I learned how to use Scrapy and BeautifulSoup for web scraping. I learned how to use various libraries related to text preprocessing and concepts related to text preprocessing such as tokenization and lemmatization.
Tools: I have a better understanding of webscraping and textpreprocessing as well as an understanding of Git and uploading files to GitHub.
Soft skills: Collaborating with others through git hub using version control.
- Performed web scraping using BeautifulSoup to crawl through multiple pages and access data from HTML info.
- Learned about version control using Git, set up and contributed to a repository as well as learned and utilized various git commands.

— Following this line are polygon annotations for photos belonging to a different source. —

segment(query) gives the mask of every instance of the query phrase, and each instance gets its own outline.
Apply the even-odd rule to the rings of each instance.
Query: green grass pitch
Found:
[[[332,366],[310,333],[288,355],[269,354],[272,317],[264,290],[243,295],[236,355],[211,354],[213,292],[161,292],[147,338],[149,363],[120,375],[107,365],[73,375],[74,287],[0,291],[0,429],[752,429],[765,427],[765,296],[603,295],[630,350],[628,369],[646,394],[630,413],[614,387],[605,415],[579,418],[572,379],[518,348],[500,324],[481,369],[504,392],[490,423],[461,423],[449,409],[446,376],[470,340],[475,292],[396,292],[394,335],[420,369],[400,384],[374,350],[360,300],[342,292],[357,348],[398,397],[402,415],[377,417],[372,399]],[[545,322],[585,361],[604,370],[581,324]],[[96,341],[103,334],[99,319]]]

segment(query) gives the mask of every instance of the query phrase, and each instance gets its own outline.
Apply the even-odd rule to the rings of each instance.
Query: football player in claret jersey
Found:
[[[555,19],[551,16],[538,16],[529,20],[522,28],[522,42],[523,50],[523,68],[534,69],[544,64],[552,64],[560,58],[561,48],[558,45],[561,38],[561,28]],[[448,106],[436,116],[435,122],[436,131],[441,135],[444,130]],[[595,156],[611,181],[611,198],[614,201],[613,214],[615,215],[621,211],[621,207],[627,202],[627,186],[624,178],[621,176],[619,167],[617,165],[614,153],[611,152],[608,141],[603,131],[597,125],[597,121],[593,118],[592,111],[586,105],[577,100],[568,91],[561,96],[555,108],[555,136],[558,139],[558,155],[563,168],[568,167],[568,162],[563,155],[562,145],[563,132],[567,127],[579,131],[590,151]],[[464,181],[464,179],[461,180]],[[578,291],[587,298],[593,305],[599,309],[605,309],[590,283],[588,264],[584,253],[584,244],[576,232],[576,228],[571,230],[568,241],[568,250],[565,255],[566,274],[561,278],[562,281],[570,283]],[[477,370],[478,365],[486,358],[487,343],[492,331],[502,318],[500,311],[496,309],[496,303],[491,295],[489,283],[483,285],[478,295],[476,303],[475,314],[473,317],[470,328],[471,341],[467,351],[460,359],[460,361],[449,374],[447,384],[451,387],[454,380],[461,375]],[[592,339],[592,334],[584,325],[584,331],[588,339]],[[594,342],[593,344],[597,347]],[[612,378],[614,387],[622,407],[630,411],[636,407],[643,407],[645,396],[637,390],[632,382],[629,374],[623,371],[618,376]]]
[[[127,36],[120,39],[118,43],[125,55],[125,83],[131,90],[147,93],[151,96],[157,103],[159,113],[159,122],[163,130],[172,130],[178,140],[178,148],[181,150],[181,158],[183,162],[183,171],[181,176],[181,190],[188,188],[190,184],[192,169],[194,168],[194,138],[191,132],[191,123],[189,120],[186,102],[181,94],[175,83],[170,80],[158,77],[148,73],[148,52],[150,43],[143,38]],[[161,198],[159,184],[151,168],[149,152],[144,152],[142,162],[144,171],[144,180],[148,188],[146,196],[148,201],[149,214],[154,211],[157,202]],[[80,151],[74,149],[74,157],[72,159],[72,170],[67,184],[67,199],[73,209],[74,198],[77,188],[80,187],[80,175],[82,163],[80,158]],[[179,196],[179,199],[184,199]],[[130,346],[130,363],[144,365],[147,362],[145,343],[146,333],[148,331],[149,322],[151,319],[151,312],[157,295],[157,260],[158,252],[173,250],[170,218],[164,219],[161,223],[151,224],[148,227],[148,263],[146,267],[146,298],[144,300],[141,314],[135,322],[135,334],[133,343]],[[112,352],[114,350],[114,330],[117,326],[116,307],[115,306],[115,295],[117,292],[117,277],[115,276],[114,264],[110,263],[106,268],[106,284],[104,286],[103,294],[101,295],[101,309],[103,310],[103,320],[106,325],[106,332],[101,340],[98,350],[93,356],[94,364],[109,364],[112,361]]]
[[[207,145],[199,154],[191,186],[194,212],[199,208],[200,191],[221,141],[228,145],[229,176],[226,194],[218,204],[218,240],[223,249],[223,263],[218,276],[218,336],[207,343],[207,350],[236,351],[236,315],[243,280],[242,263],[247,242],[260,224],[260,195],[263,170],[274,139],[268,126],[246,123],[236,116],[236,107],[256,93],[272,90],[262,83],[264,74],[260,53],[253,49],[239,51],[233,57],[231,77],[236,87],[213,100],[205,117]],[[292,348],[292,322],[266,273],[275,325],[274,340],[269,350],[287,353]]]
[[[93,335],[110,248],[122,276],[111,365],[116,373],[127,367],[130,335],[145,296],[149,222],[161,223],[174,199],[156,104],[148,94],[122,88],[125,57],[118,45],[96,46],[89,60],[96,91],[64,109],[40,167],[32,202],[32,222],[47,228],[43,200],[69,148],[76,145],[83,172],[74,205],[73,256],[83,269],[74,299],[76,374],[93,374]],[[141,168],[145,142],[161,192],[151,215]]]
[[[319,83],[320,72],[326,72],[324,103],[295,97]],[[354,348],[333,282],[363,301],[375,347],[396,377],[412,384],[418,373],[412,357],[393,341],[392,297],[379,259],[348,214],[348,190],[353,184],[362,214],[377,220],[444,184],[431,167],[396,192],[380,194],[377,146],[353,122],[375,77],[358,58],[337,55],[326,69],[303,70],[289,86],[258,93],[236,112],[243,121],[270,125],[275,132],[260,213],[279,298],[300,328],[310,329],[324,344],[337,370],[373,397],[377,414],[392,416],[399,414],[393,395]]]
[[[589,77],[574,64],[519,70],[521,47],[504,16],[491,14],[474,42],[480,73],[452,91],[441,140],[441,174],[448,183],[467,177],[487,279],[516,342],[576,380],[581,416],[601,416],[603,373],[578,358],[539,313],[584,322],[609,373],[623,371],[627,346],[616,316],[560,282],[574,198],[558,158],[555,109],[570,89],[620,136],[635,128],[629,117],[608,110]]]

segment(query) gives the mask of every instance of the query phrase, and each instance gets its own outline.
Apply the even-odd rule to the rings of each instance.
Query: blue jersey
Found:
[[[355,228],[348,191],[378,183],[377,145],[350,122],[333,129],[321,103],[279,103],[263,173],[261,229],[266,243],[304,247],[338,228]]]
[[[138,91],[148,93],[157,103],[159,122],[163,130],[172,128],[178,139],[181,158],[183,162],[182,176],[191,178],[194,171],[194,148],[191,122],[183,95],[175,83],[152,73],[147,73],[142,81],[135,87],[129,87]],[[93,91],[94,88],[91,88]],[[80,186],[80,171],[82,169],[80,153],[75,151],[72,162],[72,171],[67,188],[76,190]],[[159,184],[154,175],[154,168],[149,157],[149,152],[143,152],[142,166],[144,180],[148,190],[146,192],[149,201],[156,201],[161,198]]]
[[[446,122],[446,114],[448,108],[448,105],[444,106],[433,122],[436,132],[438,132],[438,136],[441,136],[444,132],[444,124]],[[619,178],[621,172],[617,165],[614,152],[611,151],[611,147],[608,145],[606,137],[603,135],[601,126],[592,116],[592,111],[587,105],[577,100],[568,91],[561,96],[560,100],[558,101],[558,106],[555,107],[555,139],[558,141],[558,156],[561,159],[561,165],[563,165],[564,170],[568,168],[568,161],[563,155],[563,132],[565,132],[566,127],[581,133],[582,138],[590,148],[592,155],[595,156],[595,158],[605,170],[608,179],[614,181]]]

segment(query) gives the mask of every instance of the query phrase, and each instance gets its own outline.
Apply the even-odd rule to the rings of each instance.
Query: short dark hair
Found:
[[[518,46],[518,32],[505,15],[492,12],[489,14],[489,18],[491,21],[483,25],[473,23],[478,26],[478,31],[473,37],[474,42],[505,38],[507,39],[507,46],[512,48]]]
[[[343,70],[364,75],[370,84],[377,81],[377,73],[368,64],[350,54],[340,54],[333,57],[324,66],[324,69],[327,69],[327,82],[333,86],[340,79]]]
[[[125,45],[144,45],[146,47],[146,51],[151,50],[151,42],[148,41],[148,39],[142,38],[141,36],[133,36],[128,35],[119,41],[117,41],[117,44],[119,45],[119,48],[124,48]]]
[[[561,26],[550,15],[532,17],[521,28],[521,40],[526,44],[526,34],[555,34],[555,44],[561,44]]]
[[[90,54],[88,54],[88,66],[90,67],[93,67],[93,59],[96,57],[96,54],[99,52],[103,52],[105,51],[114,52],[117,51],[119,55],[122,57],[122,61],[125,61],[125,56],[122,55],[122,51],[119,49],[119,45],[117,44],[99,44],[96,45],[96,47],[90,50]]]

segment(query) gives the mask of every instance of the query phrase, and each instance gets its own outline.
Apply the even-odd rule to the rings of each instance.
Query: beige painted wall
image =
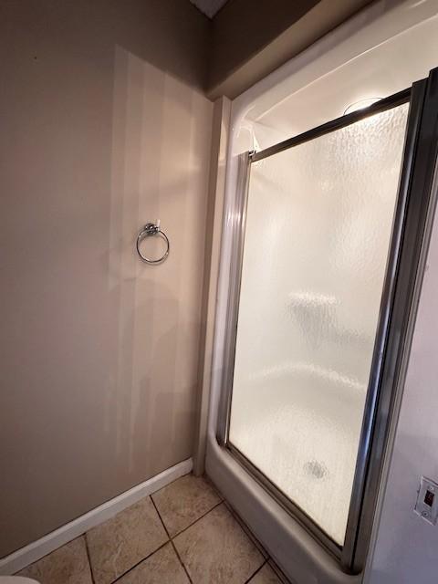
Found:
[[[188,1],[0,5],[0,557],[192,454],[208,26]]]

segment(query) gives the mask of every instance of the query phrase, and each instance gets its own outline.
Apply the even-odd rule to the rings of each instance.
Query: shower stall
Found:
[[[207,470],[303,584],[362,579],[409,353],[438,70],[397,89],[229,159]]]

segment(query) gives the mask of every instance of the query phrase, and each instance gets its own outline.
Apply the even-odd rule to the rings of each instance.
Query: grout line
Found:
[[[174,551],[175,551],[176,557],[178,558],[178,559],[180,560],[181,565],[182,566],[182,569],[184,570],[184,572],[185,572],[185,574],[186,574],[186,576],[187,576],[187,578],[188,578],[188,579],[189,579],[190,584],[193,584],[193,582],[192,581],[192,579],[191,579],[191,577],[190,577],[189,570],[188,570],[188,569],[187,569],[187,568],[185,567],[184,562],[183,562],[183,561],[182,561],[182,559],[181,558],[181,556],[180,556],[180,554],[179,554],[179,552],[178,552],[178,550],[177,550],[177,548],[176,548],[176,546],[175,546],[175,544],[173,543],[173,539],[171,539],[171,544],[172,544],[172,547],[173,548],[173,549],[174,549]]]
[[[262,569],[262,568],[263,568],[266,564],[267,564],[267,559],[266,559],[266,560],[263,562],[263,564],[262,564],[259,568],[257,568],[257,569],[256,569],[255,572],[253,572],[253,573],[251,574],[251,576],[248,578],[248,579],[245,580],[244,584],[249,584],[249,582],[251,582],[251,580],[252,580],[252,579],[253,579],[253,578],[256,576],[256,574],[258,574],[258,572]]]
[[[87,558],[89,558],[89,572],[91,574],[91,581],[93,584],[96,584],[96,580],[94,579],[93,565],[91,564],[91,556],[89,555],[89,542],[87,540],[87,533],[84,533],[82,537],[85,541],[85,549],[87,552]]]
[[[188,572],[188,570],[187,570],[186,567],[184,566],[184,562],[181,559],[181,556],[180,556],[180,554],[178,553],[178,550],[177,550],[177,548],[176,548],[175,544],[173,543],[173,539],[171,537],[171,535],[170,535],[169,531],[167,530],[167,527],[166,527],[166,526],[165,526],[165,524],[164,524],[164,521],[162,520],[162,516],[160,515],[160,511],[158,510],[158,507],[157,507],[157,506],[156,506],[156,504],[155,504],[155,501],[152,499],[152,497],[151,497],[151,501],[152,502],[152,505],[153,505],[153,506],[155,507],[155,511],[157,512],[158,516],[160,517],[160,521],[162,523],[162,527],[164,527],[164,531],[167,533],[167,537],[169,537],[169,539],[170,539],[170,541],[171,541],[172,547],[173,548],[173,551],[175,552],[176,557],[178,558],[178,559],[179,559],[179,561],[180,561],[180,564],[182,566],[182,569],[184,570],[185,575],[187,576],[187,578],[188,578],[188,579],[189,579],[190,584],[193,584],[193,583],[192,582],[192,579],[190,578],[190,574],[189,574],[189,572]]]
[[[170,541],[165,541],[163,544],[162,544],[160,546],[160,548],[157,548],[156,549],[154,549],[152,552],[151,552],[149,554],[149,556],[146,556],[145,558],[143,558],[142,559],[140,560],[140,562],[137,562],[136,564],[134,564],[133,566],[131,566],[129,569],[126,570],[126,572],[123,572],[123,574],[120,574],[120,576],[118,576],[114,580],[111,580],[111,584],[114,584],[114,582],[118,582],[121,578],[123,578],[123,576],[126,576],[127,574],[129,574],[130,572],[131,572],[133,569],[135,569],[136,568],[138,568],[140,566],[140,564],[141,564],[142,562],[144,562],[146,559],[149,559],[151,558],[151,556],[153,556],[153,554],[155,554],[157,551],[159,551],[160,549],[162,549],[162,548],[164,548],[164,546],[167,546],[167,544],[170,543]]]
[[[187,529],[189,529],[189,527],[192,527],[193,526],[194,526],[195,523],[198,523],[198,521],[201,521],[201,519],[203,519],[203,517],[206,515],[208,515],[211,511],[213,511],[214,509],[215,509],[216,507],[218,507],[222,504],[224,504],[224,501],[219,501],[219,503],[216,503],[216,505],[214,505],[211,509],[209,509],[208,511],[205,511],[205,513],[203,513],[203,515],[199,516],[199,517],[197,519],[195,519],[194,521],[193,521],[189,526],[187,526],[186,527],[184,527],[181,531],[178,531],[178,533],[175,533],[173,537],[171,537],[171,539],[176,537],[177,536],[180,536],[182,533],[184,533],[184,531],[187,531]]]

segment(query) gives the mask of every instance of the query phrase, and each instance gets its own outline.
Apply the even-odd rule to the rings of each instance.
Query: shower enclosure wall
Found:
[[[394,56],[429,4],[397,33],[381,5],[233,106],[207,471],[303,583],[363,576],[436,155],[436,74],[410,89],[436,62]]]

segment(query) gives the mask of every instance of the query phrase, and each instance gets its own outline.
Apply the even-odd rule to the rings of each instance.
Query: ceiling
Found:
[[[209,18],[213,18],[216,12],[226,4],[227,0],[190,0],[192,4],[201,10]]]

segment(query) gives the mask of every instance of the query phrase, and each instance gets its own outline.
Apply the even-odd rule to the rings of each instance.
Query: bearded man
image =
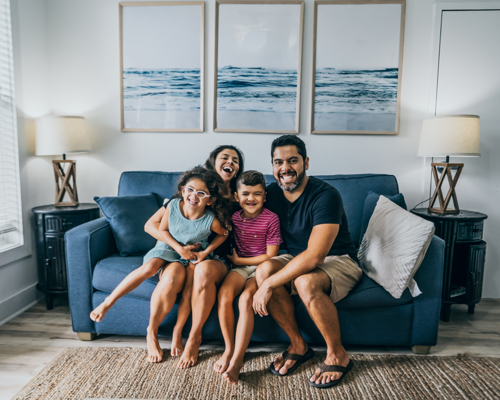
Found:
[[[326,357],[310,378],[318,388],[336,384],[352,366],[340,341],[334,303],[361,278],[357,252],[349,233],[338,192],[308,177],[306,144],[294,135],[276,139],[271,146],[276,183],[267,188],[266,206],[280,218],[287,254],[271,258],[256,272],[258,290],[253,306],[270,314],[290,338],[286,351],[270,366],[284,376],[314,355],[300,334],[291,295],[298,294],[326,344]]]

- Utilized scraped data in conjunction with Pandas to compile and preprocess data.
Week 1 Team Meeting
Week 2 Team Meeting
Week 3 Team Meeting
Web Scraping Webinar
- Perform exploratory data analysis of complete dataset, scraped from smartthings community on discourse.
- Continue with data preprocessing and begin text classification by perfroming parts of speech tagging using lexical based methods and deep learning methods.
- Implement term frequency to be used later for recommendation system.
For week 1 I was able to perform web scraping using BeautifulSoup. Xianbo was very helpful to explain how to circumvent issues with the infinite scrolling bar. Additionally data were then compiled into a single dataframe using Pandas, and preprocessing was completed including the removal of stop words, tokenization, and lemmatization.